90% of millionaires made their money in Real Estate. I became a millionaire without owning a single property. But I own 6 small businesses that make me $725k/year. Here's why I prefer buying businesses over Real Estate: -- 1) Cash Flow The average rental property in the U.S. cash flows ~$300-$500 (some even less).

What is the number 1 key to building wealth? ›

1. Earn Money. The first thing you need to do is start making money. This step might seem obvious, but it's essential—you can't save what you don't have.

What is the number one rule wealth? ›

1. Earn More Than Your Spend. Regardless of how much money you make, if you never save any of it, you will never build up any substantial amount of wealth. It is not how much you make but how much you keep that matters.

How rare is 100k a year? ›

Over one-third of American families earn $100,000 or more

The U.S. Census Bureau found that 37.1% of U.S. households earned at least $100,000 in 2022. Here's a more detailed breakdown of six-figure income brackets and the percentage of households in each one: $100,000 to $149,999: 16.9% $150,000 to $199,999: 8.7%

What percentage of Americans have a net worth of over $1,000,000? ›

Additionally, statistics show that the top 2% of the United States population has a net worth of about $2.4 million. On the other hand, the top 5% wealthiest Americans have a net worth of just over $1 million. Therefore, about 2% of the population possesses enough wealth to meet the current definition of being rich.

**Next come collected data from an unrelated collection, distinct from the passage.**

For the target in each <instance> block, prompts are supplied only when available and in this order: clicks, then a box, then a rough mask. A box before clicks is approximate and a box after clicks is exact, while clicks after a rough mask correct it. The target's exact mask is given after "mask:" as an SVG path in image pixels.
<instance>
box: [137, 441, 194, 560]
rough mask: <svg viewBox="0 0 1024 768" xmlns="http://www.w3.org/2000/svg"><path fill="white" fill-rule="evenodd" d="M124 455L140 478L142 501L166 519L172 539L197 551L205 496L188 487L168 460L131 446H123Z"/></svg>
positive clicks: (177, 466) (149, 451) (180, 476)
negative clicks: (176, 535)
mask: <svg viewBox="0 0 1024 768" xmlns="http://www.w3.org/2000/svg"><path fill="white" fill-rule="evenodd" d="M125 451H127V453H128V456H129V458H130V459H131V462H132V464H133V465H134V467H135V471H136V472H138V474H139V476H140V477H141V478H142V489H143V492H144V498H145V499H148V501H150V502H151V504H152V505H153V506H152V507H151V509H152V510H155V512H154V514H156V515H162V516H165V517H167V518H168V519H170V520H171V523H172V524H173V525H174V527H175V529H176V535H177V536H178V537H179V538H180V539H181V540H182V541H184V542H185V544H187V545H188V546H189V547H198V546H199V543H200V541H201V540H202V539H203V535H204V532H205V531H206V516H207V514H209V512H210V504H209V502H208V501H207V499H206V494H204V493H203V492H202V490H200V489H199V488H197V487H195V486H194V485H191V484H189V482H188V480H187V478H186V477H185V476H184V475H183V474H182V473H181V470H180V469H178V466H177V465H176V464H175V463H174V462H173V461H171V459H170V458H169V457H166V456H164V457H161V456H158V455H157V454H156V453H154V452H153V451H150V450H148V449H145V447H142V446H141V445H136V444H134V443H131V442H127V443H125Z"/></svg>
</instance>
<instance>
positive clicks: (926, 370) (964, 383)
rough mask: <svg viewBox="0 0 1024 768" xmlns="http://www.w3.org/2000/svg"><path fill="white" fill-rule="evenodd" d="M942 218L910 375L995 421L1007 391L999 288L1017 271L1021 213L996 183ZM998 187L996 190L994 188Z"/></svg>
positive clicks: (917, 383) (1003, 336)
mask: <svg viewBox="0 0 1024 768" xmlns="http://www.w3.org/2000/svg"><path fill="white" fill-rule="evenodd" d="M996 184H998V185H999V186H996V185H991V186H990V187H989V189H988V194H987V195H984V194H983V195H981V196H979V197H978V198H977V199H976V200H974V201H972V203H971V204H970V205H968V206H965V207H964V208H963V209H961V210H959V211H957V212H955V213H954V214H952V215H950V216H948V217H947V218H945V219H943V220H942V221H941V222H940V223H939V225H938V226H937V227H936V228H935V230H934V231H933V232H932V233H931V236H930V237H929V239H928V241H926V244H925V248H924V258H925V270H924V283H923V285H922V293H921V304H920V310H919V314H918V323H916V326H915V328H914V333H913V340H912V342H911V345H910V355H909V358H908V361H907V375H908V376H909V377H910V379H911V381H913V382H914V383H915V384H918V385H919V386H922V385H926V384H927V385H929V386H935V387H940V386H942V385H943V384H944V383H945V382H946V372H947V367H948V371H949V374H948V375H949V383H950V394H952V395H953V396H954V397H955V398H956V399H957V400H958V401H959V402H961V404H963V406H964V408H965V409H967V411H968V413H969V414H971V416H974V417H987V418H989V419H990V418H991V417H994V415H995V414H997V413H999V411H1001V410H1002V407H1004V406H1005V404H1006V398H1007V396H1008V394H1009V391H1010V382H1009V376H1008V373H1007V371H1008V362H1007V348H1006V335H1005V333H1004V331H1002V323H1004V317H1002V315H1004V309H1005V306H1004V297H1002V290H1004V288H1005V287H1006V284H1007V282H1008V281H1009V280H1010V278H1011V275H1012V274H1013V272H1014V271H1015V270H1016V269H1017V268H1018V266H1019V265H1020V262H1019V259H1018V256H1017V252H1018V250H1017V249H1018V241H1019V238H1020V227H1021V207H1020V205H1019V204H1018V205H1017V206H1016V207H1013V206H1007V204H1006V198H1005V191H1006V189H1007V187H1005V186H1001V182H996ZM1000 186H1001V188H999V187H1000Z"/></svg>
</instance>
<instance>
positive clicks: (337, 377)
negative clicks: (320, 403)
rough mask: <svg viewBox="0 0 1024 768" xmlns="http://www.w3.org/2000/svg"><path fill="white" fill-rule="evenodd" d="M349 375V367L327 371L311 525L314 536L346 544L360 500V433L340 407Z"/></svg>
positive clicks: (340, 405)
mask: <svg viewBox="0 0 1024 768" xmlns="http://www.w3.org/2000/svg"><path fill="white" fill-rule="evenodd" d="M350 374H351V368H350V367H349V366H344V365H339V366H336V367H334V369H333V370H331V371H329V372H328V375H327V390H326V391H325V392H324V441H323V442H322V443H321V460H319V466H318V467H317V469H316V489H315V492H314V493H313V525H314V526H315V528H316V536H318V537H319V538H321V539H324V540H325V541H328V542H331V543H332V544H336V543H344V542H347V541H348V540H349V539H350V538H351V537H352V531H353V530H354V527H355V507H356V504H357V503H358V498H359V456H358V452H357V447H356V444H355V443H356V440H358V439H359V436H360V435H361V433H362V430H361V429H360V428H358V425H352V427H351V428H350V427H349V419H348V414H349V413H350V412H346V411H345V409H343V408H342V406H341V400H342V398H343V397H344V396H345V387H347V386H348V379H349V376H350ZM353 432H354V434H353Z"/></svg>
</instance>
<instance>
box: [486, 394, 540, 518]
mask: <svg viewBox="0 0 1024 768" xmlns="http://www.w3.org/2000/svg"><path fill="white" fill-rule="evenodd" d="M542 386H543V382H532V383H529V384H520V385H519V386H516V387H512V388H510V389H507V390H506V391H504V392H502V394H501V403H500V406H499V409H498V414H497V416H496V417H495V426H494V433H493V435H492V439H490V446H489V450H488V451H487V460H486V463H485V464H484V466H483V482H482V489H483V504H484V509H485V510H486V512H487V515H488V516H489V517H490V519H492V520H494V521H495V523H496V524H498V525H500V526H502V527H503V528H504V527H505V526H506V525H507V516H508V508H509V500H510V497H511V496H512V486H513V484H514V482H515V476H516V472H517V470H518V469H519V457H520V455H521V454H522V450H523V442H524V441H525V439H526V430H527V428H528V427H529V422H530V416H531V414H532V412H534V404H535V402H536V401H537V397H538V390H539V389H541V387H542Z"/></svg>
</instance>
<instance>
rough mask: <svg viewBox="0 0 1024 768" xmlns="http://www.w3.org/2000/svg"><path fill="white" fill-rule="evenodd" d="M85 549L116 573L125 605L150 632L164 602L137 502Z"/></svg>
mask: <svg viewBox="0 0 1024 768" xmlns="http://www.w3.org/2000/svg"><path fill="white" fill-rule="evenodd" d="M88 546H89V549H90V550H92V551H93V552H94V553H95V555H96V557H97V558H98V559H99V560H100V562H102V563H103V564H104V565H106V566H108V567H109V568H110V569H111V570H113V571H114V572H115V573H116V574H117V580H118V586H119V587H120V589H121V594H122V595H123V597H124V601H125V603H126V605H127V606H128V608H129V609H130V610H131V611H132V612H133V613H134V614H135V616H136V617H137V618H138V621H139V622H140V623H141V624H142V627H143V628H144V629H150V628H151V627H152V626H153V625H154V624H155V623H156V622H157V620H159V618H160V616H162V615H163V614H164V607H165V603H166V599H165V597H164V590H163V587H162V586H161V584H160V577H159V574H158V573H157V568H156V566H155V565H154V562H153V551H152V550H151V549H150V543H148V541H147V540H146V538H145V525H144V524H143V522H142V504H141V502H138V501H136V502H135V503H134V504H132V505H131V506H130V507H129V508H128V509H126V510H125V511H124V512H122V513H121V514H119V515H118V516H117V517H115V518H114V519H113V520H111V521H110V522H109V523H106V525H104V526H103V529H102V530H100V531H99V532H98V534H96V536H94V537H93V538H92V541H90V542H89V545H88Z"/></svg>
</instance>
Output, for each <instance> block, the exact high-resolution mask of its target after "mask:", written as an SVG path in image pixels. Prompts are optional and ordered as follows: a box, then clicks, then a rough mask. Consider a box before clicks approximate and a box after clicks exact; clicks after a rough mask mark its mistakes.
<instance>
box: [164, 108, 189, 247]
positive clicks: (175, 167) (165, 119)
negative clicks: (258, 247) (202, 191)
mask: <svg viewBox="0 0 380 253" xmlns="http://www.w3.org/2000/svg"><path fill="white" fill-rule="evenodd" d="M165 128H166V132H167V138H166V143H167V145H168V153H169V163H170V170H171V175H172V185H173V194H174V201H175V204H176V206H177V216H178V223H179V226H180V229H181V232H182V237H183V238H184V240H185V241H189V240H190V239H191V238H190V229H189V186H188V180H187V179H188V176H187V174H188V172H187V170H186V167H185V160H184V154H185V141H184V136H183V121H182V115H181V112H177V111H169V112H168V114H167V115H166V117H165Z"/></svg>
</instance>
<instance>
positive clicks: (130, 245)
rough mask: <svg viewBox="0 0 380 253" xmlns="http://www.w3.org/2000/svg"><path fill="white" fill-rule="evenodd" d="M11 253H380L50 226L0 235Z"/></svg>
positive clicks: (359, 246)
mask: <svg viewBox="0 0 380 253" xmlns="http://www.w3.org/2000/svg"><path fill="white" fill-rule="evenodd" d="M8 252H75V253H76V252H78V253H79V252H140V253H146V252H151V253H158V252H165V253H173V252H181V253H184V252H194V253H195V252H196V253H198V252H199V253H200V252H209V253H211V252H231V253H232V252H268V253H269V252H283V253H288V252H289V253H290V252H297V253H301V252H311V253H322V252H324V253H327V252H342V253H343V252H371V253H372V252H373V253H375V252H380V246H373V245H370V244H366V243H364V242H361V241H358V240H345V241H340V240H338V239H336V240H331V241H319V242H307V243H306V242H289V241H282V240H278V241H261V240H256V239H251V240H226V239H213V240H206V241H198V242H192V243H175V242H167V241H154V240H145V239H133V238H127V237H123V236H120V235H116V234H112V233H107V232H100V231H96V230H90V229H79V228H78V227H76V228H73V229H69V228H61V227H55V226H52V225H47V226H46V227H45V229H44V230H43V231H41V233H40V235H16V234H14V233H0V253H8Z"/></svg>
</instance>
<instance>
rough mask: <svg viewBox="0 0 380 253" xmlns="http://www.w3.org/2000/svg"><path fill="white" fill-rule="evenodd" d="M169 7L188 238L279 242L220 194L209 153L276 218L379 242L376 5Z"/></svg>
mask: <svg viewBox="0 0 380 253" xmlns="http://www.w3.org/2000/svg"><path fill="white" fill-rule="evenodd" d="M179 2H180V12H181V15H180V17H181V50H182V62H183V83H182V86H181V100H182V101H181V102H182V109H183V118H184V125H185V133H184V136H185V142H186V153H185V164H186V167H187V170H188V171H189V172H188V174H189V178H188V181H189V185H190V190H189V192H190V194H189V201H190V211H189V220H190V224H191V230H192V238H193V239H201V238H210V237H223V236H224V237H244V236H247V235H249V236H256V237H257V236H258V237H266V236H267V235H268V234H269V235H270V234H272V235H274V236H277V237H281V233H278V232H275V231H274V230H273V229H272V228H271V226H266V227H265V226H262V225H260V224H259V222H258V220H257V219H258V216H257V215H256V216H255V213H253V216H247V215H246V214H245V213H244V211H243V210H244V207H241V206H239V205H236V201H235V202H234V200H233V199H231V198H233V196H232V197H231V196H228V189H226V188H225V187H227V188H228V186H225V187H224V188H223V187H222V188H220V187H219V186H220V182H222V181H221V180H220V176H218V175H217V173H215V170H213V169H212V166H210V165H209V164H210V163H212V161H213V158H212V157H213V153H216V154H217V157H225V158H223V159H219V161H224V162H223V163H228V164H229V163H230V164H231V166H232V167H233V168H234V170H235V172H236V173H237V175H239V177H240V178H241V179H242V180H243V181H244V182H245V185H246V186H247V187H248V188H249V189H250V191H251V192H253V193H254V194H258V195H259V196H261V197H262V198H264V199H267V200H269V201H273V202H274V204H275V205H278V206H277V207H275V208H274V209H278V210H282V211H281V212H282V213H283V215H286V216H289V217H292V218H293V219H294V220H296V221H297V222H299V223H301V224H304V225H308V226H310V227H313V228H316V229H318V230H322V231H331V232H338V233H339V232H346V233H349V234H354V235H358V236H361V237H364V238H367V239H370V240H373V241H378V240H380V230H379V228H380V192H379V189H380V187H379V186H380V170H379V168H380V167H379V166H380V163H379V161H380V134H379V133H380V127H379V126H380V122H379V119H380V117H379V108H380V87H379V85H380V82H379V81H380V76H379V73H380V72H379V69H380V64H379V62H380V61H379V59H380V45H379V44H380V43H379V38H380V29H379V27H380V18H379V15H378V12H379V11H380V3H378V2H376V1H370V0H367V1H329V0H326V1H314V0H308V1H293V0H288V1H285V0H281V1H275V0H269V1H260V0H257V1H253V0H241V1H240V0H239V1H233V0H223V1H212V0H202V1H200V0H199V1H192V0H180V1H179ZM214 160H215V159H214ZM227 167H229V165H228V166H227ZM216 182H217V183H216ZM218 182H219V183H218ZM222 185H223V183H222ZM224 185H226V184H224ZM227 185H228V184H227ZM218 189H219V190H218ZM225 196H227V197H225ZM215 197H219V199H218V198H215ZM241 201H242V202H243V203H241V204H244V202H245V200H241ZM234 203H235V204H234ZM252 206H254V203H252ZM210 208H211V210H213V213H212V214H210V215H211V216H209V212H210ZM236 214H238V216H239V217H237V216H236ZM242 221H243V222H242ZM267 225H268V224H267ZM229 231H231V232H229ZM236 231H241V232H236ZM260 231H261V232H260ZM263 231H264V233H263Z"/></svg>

What is a millionaire's best friend? ›

A Millionaire's Best Friend: Compound Growth

Here's a little secret: Compound growth, also called compound interest, is a millionaire's best friend. It's the money your money makes.

Is $2 million a multi-millionaire? ›

Still commonly used is multimillionaire, which refers to individuals with net assets of 2 million or more of a currency.

How does Dave Ramsey define net worth? ›

Your net worth is what you own minus what you owe. It's the total value of all your assets—including your house, cars, investments and cash—minus your liabilities (things like credit card debt, student loans, and what you still owe on your mortgage).

How many people have $1,000,000 in savings? ›

While many people may aim for that goal, most don't reach it. Employee Benefit Research Institute (EBRI) data estimates that just 3.2% of Americans have $1 million or more in their retirement accounts.